The men had been ordered to leave the country and missed a number of deportation hearings before they were detained Tuesday, said Mark Bastan, acting special agent in charge at the U.S. Immigration and Customs Enforcement in Baltimore.

"Technically, they were fugitives," he said. "They've already been through the system. There are no more hearings for them."

The four men -- Ahmad Al Momani, 58, Mohamed Ahmed Mohamady Ismail, 30, Mohamed Mohamed-Abdelhamed, 38, and Suied Mohamad-Ahamad, 25 -- will be held at a detention center in Wicomico County, Mr. Bastan said.

Al Momani is from Jordan, Mr. Bastan said. The other men are from Egypt.

He said that there is likely not enough evidence to connect any of the men to a threat to drive an explosive-filled vehicle into either the Harbor Tunnel or the Fort McHenry Tunnel.

Maryland transportation officials closed sections of Interstate 95 and the Harbor Tunnel, and the Fort McHenry Tunnel was restricted to one lane of traffic in each direction from about 11:30 a.m. to 1:15 p.m. Backups were six miles long at times.

A man in custody in the Netherlands was the source of information about the threat and tipped off authorities about Ismail, said a federal law-enforcement official speaking on the condition of anonymity.

The other three were among several persons rounded up and questioned in a series of raids conducted in the city Tuesday afternoon.

"We weren't looking for those three," Mr. Bastan said. "They just happened to be there when we were [interviewing] -- wrong place at the wrong time."

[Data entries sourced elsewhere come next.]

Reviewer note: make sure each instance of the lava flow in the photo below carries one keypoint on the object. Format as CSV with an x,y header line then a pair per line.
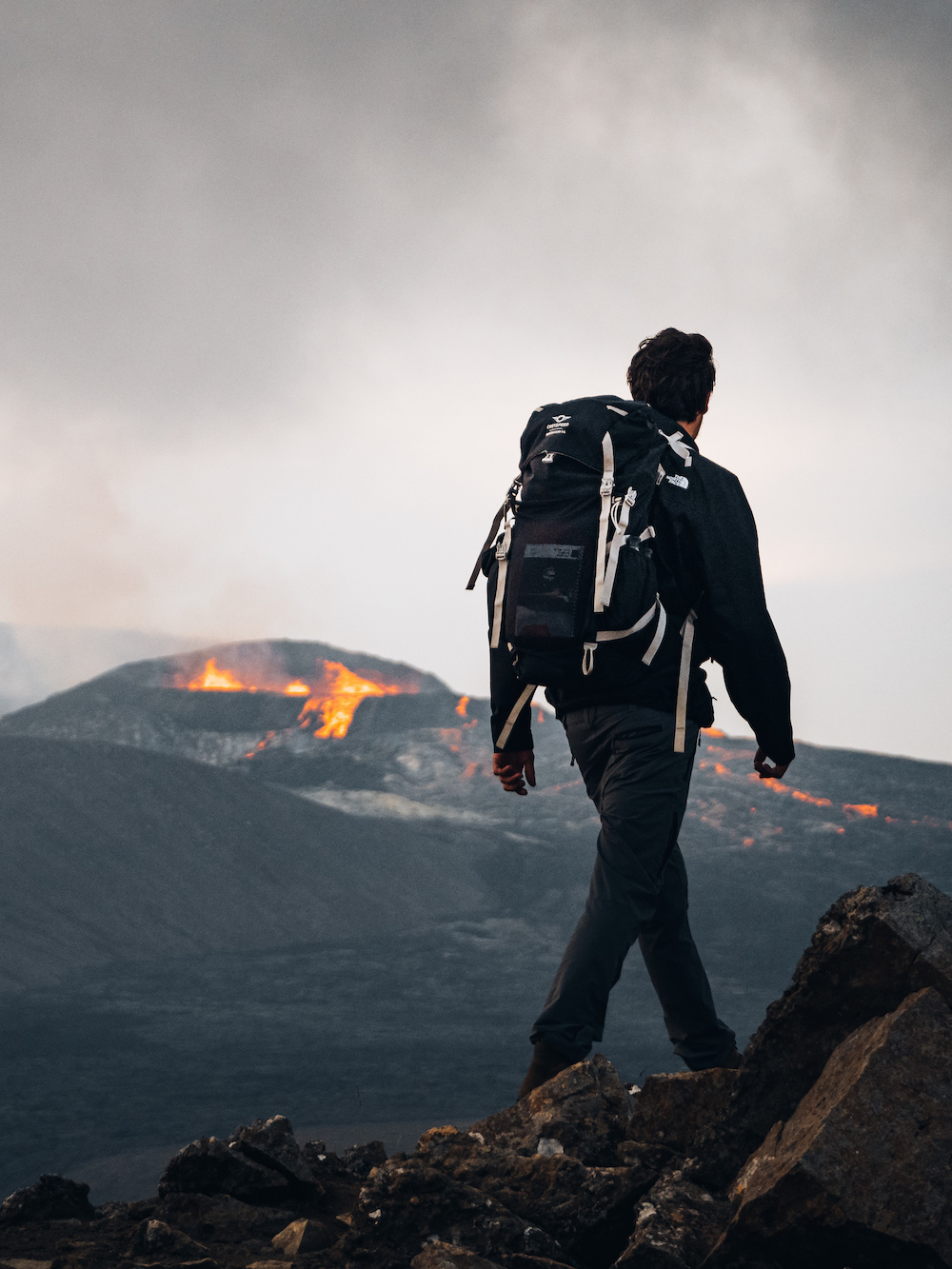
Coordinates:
x,y
333,698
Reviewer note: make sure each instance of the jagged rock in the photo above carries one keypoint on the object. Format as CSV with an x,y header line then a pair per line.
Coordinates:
x,y
300,1238
220,1218
445,1256
156,1238
407,1203
676,1226
51,1199
674,1109
876,945
863,1166
261,1164
588,1210
360,1160
272,1143
585,1109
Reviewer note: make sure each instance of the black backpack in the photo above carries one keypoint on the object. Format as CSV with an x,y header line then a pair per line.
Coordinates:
x,y
571,575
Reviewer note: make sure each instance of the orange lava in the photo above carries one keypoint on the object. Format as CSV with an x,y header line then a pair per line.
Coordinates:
x,y
216,681
863,808
334,697
338,700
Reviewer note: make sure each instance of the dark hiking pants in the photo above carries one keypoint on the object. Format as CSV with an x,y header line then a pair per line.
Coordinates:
x,y
639,888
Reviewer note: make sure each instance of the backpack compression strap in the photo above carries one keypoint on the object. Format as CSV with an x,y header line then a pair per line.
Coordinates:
x,y
525,697
509,502
620,518
681,713
502,568
605,517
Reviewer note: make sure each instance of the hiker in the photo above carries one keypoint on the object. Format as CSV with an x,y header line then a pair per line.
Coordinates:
x,y
619,564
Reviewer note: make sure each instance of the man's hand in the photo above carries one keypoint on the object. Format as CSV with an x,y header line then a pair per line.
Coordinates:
x,y
509,769
764,768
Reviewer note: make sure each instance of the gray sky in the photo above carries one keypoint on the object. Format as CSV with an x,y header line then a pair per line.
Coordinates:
x,y
282,281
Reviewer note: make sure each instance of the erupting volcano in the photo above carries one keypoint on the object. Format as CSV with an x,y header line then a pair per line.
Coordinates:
x,y
333,696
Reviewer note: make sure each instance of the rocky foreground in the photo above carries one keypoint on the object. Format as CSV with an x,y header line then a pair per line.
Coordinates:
x,y
830,1147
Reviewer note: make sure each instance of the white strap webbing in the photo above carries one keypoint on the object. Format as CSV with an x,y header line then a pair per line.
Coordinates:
x,y
659,633
605,491
619,538
526,696
632,629
677,442
502,567
681,713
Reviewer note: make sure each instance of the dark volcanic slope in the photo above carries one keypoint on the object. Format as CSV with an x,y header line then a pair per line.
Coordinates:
x,y
140,704
114,853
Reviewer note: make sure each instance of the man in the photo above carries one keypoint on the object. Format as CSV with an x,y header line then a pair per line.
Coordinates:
x,y
623,738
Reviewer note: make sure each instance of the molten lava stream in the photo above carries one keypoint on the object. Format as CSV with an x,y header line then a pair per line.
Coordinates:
x,y
213,679
338,700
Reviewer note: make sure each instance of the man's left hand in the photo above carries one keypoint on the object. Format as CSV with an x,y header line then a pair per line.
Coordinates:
x,y
509,769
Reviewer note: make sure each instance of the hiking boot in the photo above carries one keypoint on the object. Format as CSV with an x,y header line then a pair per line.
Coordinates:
x,y
733,1060
545,1065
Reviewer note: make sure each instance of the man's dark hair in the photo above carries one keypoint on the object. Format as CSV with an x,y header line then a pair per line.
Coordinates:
x,y
673,372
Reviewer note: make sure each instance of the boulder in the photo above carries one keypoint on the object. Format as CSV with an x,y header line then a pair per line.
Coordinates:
x,y
51,1199
156,1238
407,1203
588,1210
674,1109
261,1164
220,1218
360,1160
863,1170
676,1226
876,945
585,1111
300,1238
445,1256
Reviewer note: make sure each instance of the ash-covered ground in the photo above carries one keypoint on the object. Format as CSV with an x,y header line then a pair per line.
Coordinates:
x,y
212,915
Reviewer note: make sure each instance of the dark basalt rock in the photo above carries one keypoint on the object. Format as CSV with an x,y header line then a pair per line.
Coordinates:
x,y
360,1160
844,1094
676,1109
588,1210
868,1147
871,949
585,1109
261,1164
445,1256
406,1203
300,1238
51,1199
220,1218
156,1238
676,1226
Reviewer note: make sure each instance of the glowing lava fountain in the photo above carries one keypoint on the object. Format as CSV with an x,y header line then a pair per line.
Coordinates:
x,y
333,698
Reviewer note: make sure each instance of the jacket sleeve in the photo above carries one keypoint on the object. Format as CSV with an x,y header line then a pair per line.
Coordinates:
x,y
506,692
737,625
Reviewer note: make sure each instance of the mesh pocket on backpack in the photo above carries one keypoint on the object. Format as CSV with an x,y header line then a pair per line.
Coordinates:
x,y
547,599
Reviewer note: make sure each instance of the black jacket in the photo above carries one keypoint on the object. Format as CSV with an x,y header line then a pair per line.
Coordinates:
x,y
707,560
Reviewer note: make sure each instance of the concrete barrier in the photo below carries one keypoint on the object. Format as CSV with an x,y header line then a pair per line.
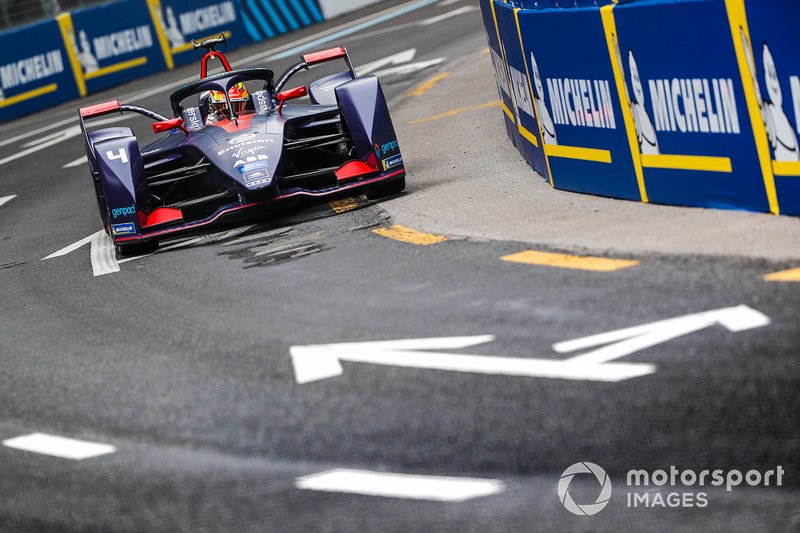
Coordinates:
x,y
680,102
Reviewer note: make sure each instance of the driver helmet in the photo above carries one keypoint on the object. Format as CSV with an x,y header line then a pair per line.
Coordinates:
x,y
219,105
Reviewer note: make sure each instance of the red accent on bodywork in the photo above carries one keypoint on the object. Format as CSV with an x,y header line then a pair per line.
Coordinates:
x,y
216,216
354,169
231,127
325,55
291,94
209,56
100,109
163,215
166,125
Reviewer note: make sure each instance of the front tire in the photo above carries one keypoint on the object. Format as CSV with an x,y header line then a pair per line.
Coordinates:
x,y
385,188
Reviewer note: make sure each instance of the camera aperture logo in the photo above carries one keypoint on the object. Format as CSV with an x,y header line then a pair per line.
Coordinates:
x,y
683,488
589,508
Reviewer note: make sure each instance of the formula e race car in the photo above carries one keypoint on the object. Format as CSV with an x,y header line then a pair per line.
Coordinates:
x,y
235,145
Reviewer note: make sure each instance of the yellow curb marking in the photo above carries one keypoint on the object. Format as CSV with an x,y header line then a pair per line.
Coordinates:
x,y
577,262
402,234
793,274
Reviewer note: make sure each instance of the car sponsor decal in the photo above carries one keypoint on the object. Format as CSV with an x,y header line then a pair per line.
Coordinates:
x,y
127,228
123,211
392,162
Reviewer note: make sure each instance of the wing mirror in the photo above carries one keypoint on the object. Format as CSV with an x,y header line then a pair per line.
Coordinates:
x,y
291,94
166,125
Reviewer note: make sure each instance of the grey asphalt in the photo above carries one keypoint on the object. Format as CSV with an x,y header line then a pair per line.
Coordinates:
x,y
181,360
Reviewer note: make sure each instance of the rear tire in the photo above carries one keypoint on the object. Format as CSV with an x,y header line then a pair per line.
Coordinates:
x,y
384,189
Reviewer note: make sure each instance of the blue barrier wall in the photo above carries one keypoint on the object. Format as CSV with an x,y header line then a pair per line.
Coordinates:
x,y
87,50
681,102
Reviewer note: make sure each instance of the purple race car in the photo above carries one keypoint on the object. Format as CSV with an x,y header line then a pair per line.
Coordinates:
x,y
234,146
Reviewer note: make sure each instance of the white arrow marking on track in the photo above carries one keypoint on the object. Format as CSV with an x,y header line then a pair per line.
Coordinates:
x,y
322,361
103,254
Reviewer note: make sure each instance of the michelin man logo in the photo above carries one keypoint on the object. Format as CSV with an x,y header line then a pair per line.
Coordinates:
x,y
780,132
171,29
645,132
548,127
84,52
586,509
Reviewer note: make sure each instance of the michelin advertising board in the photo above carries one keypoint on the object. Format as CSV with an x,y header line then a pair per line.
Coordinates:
x,y
38,78
180,21
682,102
111,44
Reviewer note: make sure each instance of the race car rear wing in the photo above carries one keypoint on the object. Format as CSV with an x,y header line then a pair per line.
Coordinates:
x,y
316,58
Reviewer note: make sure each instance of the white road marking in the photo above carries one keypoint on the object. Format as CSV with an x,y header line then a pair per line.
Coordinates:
x,y
102,253
322,361
399,58
59,446
56,138
83,160
445,16
411,67
389,485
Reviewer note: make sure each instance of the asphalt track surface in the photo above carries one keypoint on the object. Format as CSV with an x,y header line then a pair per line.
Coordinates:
x,y
181,360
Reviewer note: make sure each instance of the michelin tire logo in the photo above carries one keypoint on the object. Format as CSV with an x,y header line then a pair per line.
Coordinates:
x,y
586,509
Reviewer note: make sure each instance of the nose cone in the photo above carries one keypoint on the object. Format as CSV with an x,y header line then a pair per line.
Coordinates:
x,y
249,158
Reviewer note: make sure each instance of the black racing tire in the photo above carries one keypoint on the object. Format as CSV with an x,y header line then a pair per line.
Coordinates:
x,y
385,188
124,250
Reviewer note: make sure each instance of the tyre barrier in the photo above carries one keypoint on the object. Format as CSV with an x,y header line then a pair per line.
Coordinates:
x,y
86,50
679,102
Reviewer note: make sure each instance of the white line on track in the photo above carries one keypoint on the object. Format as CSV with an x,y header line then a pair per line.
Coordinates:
x,y
59,446
104,255
82,160
436,488
56,138
445,16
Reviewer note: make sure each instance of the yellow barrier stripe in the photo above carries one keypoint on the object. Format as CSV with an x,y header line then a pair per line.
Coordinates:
x,y
17,98
576,152
528,135
426,86
453,112
530,88
505,64
786,168
68,36
403,234
687,162
738,23
610,27
343,205
125,65
155,15
575,262
189,46
792,274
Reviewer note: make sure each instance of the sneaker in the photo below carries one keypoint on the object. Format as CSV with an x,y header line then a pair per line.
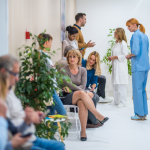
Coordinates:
x,y
105,100
121,105
136,117
113,103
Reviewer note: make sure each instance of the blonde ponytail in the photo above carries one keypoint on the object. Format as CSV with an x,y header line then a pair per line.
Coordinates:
x,y
135,21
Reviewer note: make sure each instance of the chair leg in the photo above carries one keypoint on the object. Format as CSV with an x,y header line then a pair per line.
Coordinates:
x,y
76,120
59,128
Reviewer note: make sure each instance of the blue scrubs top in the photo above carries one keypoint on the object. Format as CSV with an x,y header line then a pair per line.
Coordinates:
x,y
91,77
139,44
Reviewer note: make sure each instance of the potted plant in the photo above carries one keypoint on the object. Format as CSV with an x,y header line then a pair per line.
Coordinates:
x,y
36,84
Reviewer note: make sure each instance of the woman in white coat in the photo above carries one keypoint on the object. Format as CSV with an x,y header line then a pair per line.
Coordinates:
x,y
71,40
119,68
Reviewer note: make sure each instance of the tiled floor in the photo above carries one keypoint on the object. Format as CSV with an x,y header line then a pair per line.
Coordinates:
x,y
119,133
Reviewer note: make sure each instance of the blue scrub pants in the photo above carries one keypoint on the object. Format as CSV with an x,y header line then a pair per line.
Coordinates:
x,y
139,80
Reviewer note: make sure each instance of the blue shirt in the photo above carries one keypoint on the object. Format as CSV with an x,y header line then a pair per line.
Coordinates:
x,y
139,44
91,77
3,133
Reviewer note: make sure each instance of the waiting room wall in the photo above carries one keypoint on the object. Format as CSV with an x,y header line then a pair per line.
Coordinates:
x,y
36,16
103,15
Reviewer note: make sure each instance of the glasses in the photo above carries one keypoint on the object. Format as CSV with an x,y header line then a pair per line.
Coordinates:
x,y
13,73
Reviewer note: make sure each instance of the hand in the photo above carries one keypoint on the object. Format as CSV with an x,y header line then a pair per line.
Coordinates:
x,y
32,116
90,94
2,109
91,44
66,89
128,56
112,58
17,141
93,87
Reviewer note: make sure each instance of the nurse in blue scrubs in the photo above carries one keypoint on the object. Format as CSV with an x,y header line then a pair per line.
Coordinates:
x,y
139,56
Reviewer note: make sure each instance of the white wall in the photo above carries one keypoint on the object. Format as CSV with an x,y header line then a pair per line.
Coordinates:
x,y
4,27
103,15
36,16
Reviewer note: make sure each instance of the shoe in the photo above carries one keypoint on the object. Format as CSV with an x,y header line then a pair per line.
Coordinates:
x,y
136,117
102,122
113,103
121,105
104,100
83,138
94,125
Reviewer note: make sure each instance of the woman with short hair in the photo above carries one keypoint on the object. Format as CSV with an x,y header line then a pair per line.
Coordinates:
x,y
119,68
139,56
78,95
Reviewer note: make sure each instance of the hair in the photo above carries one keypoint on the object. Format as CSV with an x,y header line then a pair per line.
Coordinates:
x,y
3,85
135,21
7,62
79,15
121,35
75,53
67,49
42,38
71,30
96,66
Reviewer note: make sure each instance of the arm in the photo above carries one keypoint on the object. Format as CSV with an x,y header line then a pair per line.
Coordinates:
x,y
83,79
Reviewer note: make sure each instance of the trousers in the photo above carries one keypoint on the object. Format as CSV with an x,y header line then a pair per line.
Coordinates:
x,y
101,86
120,93
139,80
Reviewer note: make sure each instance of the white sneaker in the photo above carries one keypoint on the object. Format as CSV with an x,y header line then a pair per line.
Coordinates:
x,y
121,105
106,100
113,103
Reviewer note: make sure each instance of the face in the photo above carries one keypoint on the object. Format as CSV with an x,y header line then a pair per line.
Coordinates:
x,y
83,22
73,36
92,60
132,27
115,34
14,76
48,44
73,60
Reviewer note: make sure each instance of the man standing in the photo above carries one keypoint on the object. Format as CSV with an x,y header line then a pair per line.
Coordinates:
x,y
80,22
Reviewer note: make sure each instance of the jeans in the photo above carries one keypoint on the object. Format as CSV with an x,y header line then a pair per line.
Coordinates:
x,y
45,144
101,86
58,106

The men's deportation could take up to about a month, Mr. Bastan said.

One of the arrests during the raids resulted from information supplied to immigration officials by the Baltimore FBI's Joint Terrorism Task Force, the source said.

Multiple businesses with Middle Eastern connections were raided. An arrest made at a restaurant named Safi's Pizza could be connected to the tunnel threat, the source said.

Another arrest was made at Koko Market, a convenience store in East Baltimore. Eyewitnesses said authorities led a man from the market early Tuesday afternoon, putting him inside a black sport utility vehicle.

Maged Hussein, the store's owner, was taken in to custody on handgun charges, according to court documents. Mr. Hussein did not face immigration charges.

The Joint Terrorism Task Force is the lead agency in the investigation.

Barry Maddox, a spokesman with the FBI's Baltimore field office, said the task force will keep pursuing leads and make a decision about how much further to develop the case.

The Fort McHenry Tunnel handles traffic for Interstate 95 -- a major thoroughfare from Maine to Florida that serves such major East Coast cities as the District, New York and Philadelphia. The Harbor Tunnel is part of Interstate 895, an alternate north-south route through Baltimore.

mThis article is based in part on wire service reports.